En ce début d’année, les entreprises françaises font face à un environnement peu favorable, caractérisé par une croissance économique en berne et des incertitudes politiques.

Les chiffres du Baromètre des entreprises 2024, réalisé par le Conseil National des Greffiers des Tribunaux de Commerce (CNGTC), la Banque des Territoires, Infogreffe et Xerfi Specific, illustrent avec précision la manière dont ces turbulences impactent la création d’entreprises, les procédures de sauvegarde, ainsi que les radiations. Dans les paragraphes qui suivent, nous analysons en profondeur les tendances et dynamiques qui façonnent le paysage entrepreneurial français, en revenant sur les chiffres clés, les facteurs d’influence et les perspectives à moyen terme.

Un climat conjoncturel tendu dès 2024

Les données collectées de janvier à novembre 2024 font état d’une croissance économique d’environ 1 %. Cette performance reste loin des ambitions initiales, surtout au regard des perspectives annoncées pour 2025 : selon Xerfi, le Produit Intérieur Brut (PIB) ne progresserait que de 0,7 %. Cette décélération souligne la fragilité de la reprise économique, fragilité accentuée par une incertitude politique et réglementaire pesant sur les décisions d’investissement et de recrutement.

Les entreprises, déjà marquées par les conséquences de crises successives (sanitaires, énergétiques et inflationnistes), cherchent à préserver leur trésorerie, en réévaluant à la baisse leurs projets d’embauches et de développement. Les ménages, par ailleurs, adoptent une attitude prudente : ils limitent leur consommation, malgré la hausse relative des salaires réels et une inflation qui tend, bien que lentement, à se modérer.

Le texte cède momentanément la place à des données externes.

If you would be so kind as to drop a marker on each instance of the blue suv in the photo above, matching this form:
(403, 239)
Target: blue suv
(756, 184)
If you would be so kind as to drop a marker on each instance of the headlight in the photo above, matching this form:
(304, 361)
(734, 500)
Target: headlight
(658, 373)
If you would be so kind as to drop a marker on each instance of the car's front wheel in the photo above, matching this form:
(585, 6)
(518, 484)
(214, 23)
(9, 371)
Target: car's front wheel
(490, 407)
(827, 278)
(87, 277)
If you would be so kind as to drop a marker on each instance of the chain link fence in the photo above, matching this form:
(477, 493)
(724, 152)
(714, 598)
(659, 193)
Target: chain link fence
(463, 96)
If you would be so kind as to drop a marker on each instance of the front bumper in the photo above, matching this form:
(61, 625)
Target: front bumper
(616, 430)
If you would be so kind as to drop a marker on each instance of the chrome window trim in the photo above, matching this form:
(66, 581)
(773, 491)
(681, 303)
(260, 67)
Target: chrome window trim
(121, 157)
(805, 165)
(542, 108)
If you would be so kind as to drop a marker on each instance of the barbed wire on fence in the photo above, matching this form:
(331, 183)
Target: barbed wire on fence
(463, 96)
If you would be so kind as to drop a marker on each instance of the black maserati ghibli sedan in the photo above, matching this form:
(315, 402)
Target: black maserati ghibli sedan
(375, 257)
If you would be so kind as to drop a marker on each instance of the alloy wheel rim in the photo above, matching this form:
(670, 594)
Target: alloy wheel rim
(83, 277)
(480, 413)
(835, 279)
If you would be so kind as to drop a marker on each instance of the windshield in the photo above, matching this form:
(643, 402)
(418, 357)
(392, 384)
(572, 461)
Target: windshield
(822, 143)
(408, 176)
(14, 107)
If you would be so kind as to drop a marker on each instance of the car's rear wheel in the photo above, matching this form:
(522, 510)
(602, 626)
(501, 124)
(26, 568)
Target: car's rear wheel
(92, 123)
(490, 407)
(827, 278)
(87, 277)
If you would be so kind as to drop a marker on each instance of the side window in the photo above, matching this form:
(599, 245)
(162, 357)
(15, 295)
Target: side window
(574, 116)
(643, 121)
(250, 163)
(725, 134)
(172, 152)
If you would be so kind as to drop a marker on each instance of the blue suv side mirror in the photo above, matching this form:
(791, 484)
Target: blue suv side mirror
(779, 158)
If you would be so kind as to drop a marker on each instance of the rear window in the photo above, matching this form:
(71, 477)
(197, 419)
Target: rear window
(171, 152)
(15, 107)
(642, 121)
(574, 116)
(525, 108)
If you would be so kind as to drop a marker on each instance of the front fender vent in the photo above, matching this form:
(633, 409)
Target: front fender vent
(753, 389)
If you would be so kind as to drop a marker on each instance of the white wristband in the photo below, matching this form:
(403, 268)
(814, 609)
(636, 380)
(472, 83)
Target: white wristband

Ce contexte particulier est au cœur de l’analyse du Baromètre : il explique en grande partie l’augmentation des procédures collectives et la tendance générale de ralentissement de l’activité sur l’ensemble du territoire. Pour mieux saisir l’ampleur de la situation, examinons en détail les différents indicateurs qui, mis bout à bout, tracent la cartographie économique de la France d’aujourd’hui.

Définition : PIB et impact sur l’emploi

Le PIB (Produit Intérieur Brut) est l’indicateur de référence pour mesurer la richesse produite par un pays. Lorsque le PIB croît faiblement, l’activité économique se contracte : les entreprises réduisent leurs besoins de main-d’œuvre, freinant ainsi les créations d’emplois. Un PIB sous la barre de 1 % de croissance se traduit souvent par une stagnation de l’embauche dans de nombreux secteurs.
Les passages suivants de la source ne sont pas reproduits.